Komunikasi Istana dan Kebebasan Pers

Pakar Komunikasi Politik Universitas Paramadina, Zainal Abidin/Ist
Pakar Komunikasi Politik Universitas Paramadina, Zainal Abidin/Ist

KOMUNIKASI politik adalah elemen kunci dalam pemerintahan modern. Keberhasilan suatu pemerintahan dalam membangun citra dan mendapatkan kepercayaan publik sangat bergantung pada strategi komunikasi politiknya.  

Hal demikian tidak terjadi pada Tim Komunikasi Kepresidenan Prabowo. Kantor Komunikasi Kepresidenan, PCO (Presidential Communication Office) seringkali melontarkan  komunikasi  yang menyebabkan kebingungan, kontroversi, bahkan tak berempati. 

Hari ini Tim komunikasi kepresidenan Prabowo Subianto jadi bahan perbincangan di ruang publik. Bukan karena kehebatan menyampaikan kebijakan presiden, tapi karena blunder yang bikin orang bertanya-tanya, ini tim komunikasi atau tim komedi? Kali ini, sorotan datang dari respons mereka soal teror kepala babi yang dikirim ke kantor media Tempo.

Alih-alih menunjukkan empati atau sikap serius, Kepala Kantor Komunikasi Kepresidenan, Hasan Nasbi, dengan santai mengatakan, “Dimasak saja kepala babinya.” Ini serius? Di saat kebebasan pers lagi diuji dan kehidupan berdemokrasi di protes, jawaban santai begini justru bikin orang curiga bahkan marah, apa tim ini memang tidak paham situasi, atau sengaja main api, atau memang mereka tidak paham strategi komunikasi politik yang baik sehingga sering blunder.

Kejadiannya saja sudah bikin heboh. Kantor Media Tempo menerima paket berisi kepala babi, yang ditujukan buat jurnalis politik mereka, Francisca Christy Rosana (Cica). Semua setuju ini bentuk intimidasi keji terhadap pers. Bahkan Menteri Komunikasi dan Digital Meutya Hafid menyarankan untuk buat laporan polisi sebagai respons serius atas kejadian tersebut. “Saya menyayangkan, laporkan ke polisi biar ketahuan pelakunya.” 

Tapi, tim komunikasi Istana? Bukannya ikut prihatin atau ngasih sinyal dukungan buat kebebasan pers, malah memberi respons seperti bercanda di warung-warung kopi. Ini bukan cuma soal salah pilih kata—ini soal pola komunikasi yang dari dulu amburadul dan nggak belajar dari kesalahan.

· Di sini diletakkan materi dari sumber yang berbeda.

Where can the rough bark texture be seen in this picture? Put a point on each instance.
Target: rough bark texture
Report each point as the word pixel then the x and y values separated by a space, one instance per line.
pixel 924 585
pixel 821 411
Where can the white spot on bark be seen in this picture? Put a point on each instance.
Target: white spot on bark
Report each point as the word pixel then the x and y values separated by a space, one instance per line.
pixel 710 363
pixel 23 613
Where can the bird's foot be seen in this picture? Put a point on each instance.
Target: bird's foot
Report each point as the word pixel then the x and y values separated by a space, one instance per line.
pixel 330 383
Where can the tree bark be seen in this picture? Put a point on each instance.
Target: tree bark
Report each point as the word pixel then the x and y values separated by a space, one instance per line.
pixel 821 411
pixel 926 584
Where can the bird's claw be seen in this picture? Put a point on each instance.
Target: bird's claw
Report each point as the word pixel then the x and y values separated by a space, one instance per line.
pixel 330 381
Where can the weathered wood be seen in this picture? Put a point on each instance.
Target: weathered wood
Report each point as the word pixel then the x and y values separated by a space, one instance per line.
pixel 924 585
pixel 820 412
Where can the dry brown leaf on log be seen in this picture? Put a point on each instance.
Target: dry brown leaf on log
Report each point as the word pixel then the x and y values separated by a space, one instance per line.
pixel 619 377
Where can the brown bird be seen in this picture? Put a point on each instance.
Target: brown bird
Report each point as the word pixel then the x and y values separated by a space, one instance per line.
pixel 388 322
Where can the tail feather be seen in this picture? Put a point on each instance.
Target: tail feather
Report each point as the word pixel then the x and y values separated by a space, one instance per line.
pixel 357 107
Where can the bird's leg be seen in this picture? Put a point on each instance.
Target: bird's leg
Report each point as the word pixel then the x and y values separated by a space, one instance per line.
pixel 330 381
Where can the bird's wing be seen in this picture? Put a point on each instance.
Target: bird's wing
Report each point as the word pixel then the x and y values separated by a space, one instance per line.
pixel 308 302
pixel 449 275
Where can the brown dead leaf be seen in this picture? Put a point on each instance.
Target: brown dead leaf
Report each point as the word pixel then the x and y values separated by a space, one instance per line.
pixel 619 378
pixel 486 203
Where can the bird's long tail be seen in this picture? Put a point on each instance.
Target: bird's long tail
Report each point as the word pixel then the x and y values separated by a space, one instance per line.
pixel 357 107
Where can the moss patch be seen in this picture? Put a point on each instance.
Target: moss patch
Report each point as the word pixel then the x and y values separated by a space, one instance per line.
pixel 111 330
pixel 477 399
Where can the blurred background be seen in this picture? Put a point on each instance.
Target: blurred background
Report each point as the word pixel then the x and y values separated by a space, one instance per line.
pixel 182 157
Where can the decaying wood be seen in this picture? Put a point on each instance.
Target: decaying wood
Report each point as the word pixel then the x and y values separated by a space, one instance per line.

Dari awal pemerintahan Prabowo, tim PCO ini sering buat gaduh dan gagap dalam merespon protes publik yang dilontarkan kepada pemerintah. Sekarang, ada kasus serius seperti teror ke media, mereka malah menambahi bensin ke api dengan komentar yang tidak peka. “Dimasak saja”. Jika ini jawaban resmi dari Istana, maka pemerintah Prabowo tidak hanya gagal mengelola ekonomi (tidak sesuai target) namun gagal membangun kepercayaan publik. 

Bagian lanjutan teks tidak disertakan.